In [1]:
# %pip install transformers
import pandas as pd
from transformers import AutoTokenizer, AutoModel
import torch
import re
import numpy as np
import ipywidgets as widgets
import requests
import json
from dataclasses import dataclass
from typing import Dict, List

In [10]:
# Parameters
max_depth = 2
ignore_related = False
ignore_referenced = False
base_works_url = "https://api.openalex.org/works"

In [3]:
@dataclass
class Article:
    # Keeping track of some needed paper details
    id: str
    title: str
    inverted_abstract: Dict[str, List[int]]
    references: List[str]
    related: List[str]

    def get_abstract(self):
        abstract = dict()
        for k, v in self.inverted_abstract.items():
            for i in v:
                abstract[i] = k

        final = ""
        for i in sorted(abstract.keys()):
            final += abstract[i] + " "
        return final
    
    def __str__(self):
        return self.title

# Search for Article Title
Edit the title variable below to search for a paper. If not exact then returns 25 most relevant papers in the OpenAlex dataset. Select the paper in the dropdown menu.

In [4]:
title = "Attention is all"
title = title.replace(" ", "%20")
req = requests.get(base_works_url+f"?filter=title.search:{title}")
response = json.loads(req.content)

relevant_titles = [result['title'] for result in response['results']]
title_selector = widgets.Dropdown(
    options=relevant_titles,
    value=relevant_titles[0],
    description="Title: "
)
display(title_selector)

Dropdown(description='Title: ', options=('Attention is All you Need', 'Attention Is All You Need', 'All That G…

In [5]:
raise Exception("Please select correct title above. If done, run all cells below this one.")

Exception: Please select correct title above. If done, run all cells below this one.

In [18]:
def fetch_article(work_id):
    req = requests.get(base_works_url + '/' + work_id)
    result = json.loads(req.content)
    referenced_works = [work.split('/')[-1] for work in result['referenced_works']]
    related_works = [work.split('/')[-1] for work in result['related_works']]

    return Article(
        id,
        result['title'],
        result['abstract_inverted_index'],
        referenced_works,
        related_works
    )

In [21]:
index = relevant_titles.index(title_selector.value)
papers = dict()
root_id = response['results'][index]['id'].split('/')[-1]

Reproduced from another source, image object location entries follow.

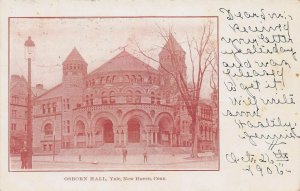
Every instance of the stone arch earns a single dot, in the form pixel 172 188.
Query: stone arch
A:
pixel 153 89
pixel 165 124
pixel 126 88
pixel 107 115
pixel 139 114
pixel 45 123
pixel 139 88
pixel 162 115
pixel 83 120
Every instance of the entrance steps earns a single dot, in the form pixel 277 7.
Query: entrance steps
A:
pixel 132 148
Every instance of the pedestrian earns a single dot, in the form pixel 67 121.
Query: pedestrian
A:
pixel 124 151
pixel 145 155
pixel 24 154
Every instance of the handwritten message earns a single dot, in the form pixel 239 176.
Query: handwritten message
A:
pixel 258 58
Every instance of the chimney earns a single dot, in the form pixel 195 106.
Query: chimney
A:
pixel 15 77
pixel 39 86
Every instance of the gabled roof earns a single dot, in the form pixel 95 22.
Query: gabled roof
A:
pixel 172 45
pixel 124 61
pixel 74 56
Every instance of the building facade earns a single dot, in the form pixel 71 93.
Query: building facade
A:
pixel 18 97
pixel 123 102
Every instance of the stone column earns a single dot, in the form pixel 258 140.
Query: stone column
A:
pixel 119 138
pixel 86 139
pixel 125 138
pixel 115 138
pixel 147 138
pixel 75 141
pixel 92 139
pixel 151 138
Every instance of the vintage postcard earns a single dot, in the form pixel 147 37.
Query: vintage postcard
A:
pixel 150 95
pixel 113 93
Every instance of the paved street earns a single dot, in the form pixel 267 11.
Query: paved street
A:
pixel 114 162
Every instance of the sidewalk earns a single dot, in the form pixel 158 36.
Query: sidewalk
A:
pixel 110 162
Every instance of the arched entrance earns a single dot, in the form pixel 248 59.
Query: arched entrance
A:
pixel 133 130
pixel 164 133
pixel 80 133
pixel 104 131
pixel 108 133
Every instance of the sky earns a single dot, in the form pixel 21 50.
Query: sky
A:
pixel 97 40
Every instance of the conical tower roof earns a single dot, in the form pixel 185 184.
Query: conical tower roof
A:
pixel 74 56
pixel 172 45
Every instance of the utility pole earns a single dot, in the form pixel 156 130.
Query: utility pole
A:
pixel 29 47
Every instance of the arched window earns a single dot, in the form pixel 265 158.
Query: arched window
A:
pixel 80 128
pixel 104 98
pixel 152 98
pixel 150 80
pixel 126 78
pixel 133 79
pixel 138 96
pixel 108 79
pixel 112 98
pixel 48 129
pixel 158 99
pixel 114 79
pixel 129 96
pixel 139 79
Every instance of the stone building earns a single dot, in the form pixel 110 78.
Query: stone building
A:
pixel 18 95
pixel 123 102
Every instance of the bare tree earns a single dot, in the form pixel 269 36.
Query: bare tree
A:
pixel 202 53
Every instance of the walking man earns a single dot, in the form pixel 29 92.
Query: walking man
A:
pixel 24 154
pixel 145 155
pixel 124 152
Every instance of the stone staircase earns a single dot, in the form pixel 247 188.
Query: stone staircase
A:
pixel 132 148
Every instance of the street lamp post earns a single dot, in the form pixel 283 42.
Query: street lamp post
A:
pixel 53 144
pixel 29 49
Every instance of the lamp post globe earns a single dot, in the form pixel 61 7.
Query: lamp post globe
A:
pixel 29 53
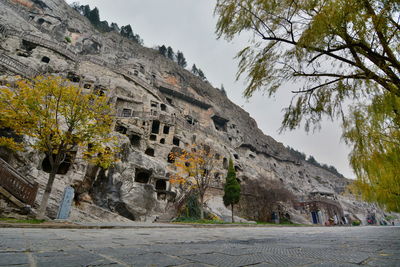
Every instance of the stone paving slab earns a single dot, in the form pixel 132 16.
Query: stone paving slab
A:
pixel 200 247
pixel 7 259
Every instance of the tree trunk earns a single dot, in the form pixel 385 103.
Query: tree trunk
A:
pixel 233 220
pixel 46 194
pixel 201 208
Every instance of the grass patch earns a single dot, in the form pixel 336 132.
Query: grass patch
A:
pixel 13 220
pixel 199 221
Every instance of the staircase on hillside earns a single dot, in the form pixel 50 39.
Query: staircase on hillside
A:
pixel 15 187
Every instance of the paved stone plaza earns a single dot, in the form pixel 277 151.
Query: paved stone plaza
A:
pixel 215 246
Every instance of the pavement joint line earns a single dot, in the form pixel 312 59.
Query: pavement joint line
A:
pixel 113 259
pixel 31 258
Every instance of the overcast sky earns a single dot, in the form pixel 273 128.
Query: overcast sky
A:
pixel 189 26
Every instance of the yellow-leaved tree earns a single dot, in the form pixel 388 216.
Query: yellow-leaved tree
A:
pixel 57 118
pixel 196 168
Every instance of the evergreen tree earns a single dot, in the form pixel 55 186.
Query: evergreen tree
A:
pixel 114 26
pixel 127 32
pixel 170 53
pixel 312 160
pixel 195 71
pixel 94 16
pixel 231 188
pixel 201 75
pixel 223 89
pixel 181 60
pixel 162 50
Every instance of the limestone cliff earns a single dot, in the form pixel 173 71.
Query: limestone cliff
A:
pixel 160 108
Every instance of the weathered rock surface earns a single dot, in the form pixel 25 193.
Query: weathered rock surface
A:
pixel 160 107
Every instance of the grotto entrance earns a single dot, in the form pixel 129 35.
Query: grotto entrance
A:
pixel 161 185
pixel 142 176
pixel 64 166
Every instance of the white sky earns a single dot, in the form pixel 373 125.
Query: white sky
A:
pixel 189 26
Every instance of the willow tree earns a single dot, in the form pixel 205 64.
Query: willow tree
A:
pixel 59 119
pixel 342 51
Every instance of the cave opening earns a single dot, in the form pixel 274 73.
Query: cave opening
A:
pixel 155 127
pixel 142 176
pixel 121 129
pixel 64 166
pixel 225 163
pixel 45 59
pixel 135 140
pixel 161 185
pixel 175 141
pixel 220 123
pixel 149 151
pixel 73 77
pixel 166 129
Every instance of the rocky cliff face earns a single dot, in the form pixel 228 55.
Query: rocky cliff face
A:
pixel 160 108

papers[root_id] = fetch_article(id)

In [22]:
papers.keys()

dict_keys(['W2963403868'])

In [23]:
papers['W2963403868']

Article(id='W2963403868', title='Attention is All you Need', inverted_abstract={'The': [0, 19], 'dominant': [1], 'sequence': [2], 'transduction': [3], 'models': [4, 23, 59], 'are': [5], 'based': [6, 41], 'on': [7, 52], 'complex': [8], 'recurrent': [9], 'orconvolutional': [10], 'neural': [11], 'networks': [12], 'in': [13], 'an': [14, 31], 'encoder': [15, 27], 'and': [16, 28, 49, 68], 'decoder': [17, 29], 'configuration.': [18], 'best': [20, 90], 'performing': [21], 'such': [22], 'also': [24], 'connect': [25], 'the': [26, 88, 102], 'through': [30], 'attentionm': [32], 'echanisms.': [33], 'We': [34], 'propose': [35], 'a': [36, 111], 'novel,': [37], 'simple': [38], 'network': [39], 'architecture': [40], 'solely': [42], 'onan': [43], 'attention': [44], 'mechanism,': [45], 'dispensing': [46], 'with': [47, 77, 105], 'recurrence': [48], 'convolutions': [50], 'entirely.Experiments': [51], 'two': [53], 'machine': [54], 'translation': [55], 'tasks': [56], 'show': [57], 'these': [58], 'to': [60], 

In [24]:
use_references = ignore_referenced != True
use_related = ignore_related != True

related_works: Dict[int, List[Article]] = {}

def get_relevant_papers(current_depth: int, previous: List[Article]):
    related_works[current_depth] = []
    print(current_depth)
    for parent in previous:
        if use_references:
            for paper in parent.references:
                if paper not in papers.keys():
                    temp = fetch_article(paper)
                    papers.append(temp)
                    related_works[current_depth].append(temp)
            
        if use_related:
            for paper in parent.related:
                if paper not in papers.keys():
                    temp = fetch_article(paper)
                    papers.append(temp)
                    related_works[current_depth].append(temp)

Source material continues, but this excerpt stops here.